PHOTO: Thomas Oide graduated from Davis High in 2014. Now, he works as a journalistic digital designer.
By Lewis Herring-Tillman,
Thomas Oide now works in digital design at the Minneapolis Star-Tribune, a big shift from what he had wanted to do when he was at Davis High. It took a startling rethink as a senior and some formative experiences to shape the way his career has grown.
Oide was a rising star in journalism at The HUB, serving as editor-in-chief by senior year. During all three years of high school, he wrote sports articles for the Davis Enterprise, and while working there, he began to understand the underlying rules of journalism.
“It really helped me refine […] and parse out, from a lot of information, where the story was,” Oide said.
Oide thought he would become a sports reporter, but began to realize it wasn’t the right job for him. “I wasn’t enjoying the writing and cold-calling people […] I realized that reporting wasn’t what I wanted to do.”
He reconsidered his career options and found himself more and more interested in working to make infographics, or other interactive media, for online news.
Oide then went to the University of Missouri at Columbia, writing for the local newspaper while majoring in data journalism. When he came home for summer break, he interned at news reporting positions at the Sacramento Bee and at the Boston Globe.
At the Columbia Missourian, Oide published an article examining and highlighting data that showed black elementary students received significantly more suspensions than white students.
“The fact […] that it mattered to a bunch of communities was really cool for me,” Oide said.
After graduating from college, Oide immediately started work at the Minneapolis Star-Tribune on its digital design team.
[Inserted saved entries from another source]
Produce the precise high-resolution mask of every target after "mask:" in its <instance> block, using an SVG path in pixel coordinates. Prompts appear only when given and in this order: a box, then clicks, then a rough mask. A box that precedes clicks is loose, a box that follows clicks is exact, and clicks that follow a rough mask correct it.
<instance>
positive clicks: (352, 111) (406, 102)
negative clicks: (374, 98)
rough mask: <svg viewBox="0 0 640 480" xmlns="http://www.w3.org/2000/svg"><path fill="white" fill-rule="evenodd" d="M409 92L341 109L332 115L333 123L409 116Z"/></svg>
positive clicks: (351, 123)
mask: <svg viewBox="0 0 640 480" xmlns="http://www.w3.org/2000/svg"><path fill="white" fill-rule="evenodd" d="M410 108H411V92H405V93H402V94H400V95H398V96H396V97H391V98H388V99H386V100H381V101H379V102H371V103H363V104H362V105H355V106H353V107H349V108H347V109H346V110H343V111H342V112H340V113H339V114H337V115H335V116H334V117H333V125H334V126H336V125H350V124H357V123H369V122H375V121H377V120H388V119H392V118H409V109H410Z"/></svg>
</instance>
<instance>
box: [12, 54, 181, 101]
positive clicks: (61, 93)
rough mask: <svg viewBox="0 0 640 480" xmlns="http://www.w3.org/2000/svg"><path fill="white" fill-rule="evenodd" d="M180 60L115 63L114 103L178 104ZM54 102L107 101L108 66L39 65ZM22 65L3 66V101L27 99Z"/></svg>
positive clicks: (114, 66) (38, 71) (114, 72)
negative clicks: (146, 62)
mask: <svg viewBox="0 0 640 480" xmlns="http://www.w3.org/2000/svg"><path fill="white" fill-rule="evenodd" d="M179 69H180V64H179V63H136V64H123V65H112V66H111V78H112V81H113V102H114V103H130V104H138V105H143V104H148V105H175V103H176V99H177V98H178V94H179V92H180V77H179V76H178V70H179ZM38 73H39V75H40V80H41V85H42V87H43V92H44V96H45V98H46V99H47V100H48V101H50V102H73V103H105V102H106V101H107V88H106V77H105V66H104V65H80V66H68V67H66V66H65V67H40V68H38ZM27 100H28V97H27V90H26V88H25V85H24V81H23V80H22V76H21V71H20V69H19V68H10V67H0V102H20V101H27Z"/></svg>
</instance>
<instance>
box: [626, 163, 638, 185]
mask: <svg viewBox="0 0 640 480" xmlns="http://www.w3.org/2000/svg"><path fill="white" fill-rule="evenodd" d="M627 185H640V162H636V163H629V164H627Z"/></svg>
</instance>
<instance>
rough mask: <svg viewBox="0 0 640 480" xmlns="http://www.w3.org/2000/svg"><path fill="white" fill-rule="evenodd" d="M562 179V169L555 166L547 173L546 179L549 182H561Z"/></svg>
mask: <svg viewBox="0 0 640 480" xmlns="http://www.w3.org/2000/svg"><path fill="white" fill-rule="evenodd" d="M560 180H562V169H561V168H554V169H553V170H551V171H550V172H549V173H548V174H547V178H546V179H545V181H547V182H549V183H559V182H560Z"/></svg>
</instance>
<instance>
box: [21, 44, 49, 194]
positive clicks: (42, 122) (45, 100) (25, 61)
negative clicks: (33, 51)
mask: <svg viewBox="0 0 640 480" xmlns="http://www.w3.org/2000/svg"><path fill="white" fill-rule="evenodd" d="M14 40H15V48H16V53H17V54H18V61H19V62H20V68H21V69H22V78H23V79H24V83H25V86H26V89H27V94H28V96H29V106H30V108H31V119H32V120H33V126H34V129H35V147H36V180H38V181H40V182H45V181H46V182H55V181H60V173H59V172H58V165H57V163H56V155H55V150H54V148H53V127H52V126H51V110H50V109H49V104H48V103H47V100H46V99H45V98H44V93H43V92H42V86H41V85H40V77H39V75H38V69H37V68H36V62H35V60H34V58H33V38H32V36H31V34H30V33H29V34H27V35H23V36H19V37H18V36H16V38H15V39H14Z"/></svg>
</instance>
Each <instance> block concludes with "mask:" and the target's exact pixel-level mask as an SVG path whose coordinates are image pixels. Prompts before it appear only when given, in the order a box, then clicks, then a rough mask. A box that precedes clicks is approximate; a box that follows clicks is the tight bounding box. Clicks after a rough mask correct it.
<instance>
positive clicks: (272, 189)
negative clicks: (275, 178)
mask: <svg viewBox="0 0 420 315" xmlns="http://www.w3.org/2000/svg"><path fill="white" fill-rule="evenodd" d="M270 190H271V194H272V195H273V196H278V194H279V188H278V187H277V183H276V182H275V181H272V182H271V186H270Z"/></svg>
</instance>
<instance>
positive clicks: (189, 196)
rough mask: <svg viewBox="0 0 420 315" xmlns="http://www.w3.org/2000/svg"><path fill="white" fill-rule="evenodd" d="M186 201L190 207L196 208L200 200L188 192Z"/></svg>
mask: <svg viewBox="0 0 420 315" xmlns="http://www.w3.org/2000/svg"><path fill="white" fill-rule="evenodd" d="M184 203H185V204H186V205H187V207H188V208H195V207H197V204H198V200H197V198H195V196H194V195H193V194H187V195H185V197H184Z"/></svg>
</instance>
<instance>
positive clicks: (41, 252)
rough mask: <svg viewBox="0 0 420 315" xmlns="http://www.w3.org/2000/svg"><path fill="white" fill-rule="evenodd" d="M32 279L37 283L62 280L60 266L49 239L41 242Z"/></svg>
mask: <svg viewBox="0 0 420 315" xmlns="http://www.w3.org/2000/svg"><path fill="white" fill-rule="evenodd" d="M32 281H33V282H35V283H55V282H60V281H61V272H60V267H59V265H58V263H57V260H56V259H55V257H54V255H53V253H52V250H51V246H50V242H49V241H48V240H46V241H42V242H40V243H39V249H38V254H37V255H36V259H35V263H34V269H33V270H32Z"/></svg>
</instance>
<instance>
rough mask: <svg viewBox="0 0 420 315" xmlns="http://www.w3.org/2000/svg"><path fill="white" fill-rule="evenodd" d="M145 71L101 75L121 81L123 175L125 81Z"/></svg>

His job at the “Strib” is to make interactives and work on page design.
He has already done infographics for many Star-Tribune articles, including one showing the data behind the Twins’ record-breaking home run streak.
After moving away from writing news stories specifically, Oide thinks the digital side of news media is going to become a lot more important in the future.
“Only now are we starting to see data journalists, designers and interactive graphics reporters getting the respect […] that they deserve,” Oide said.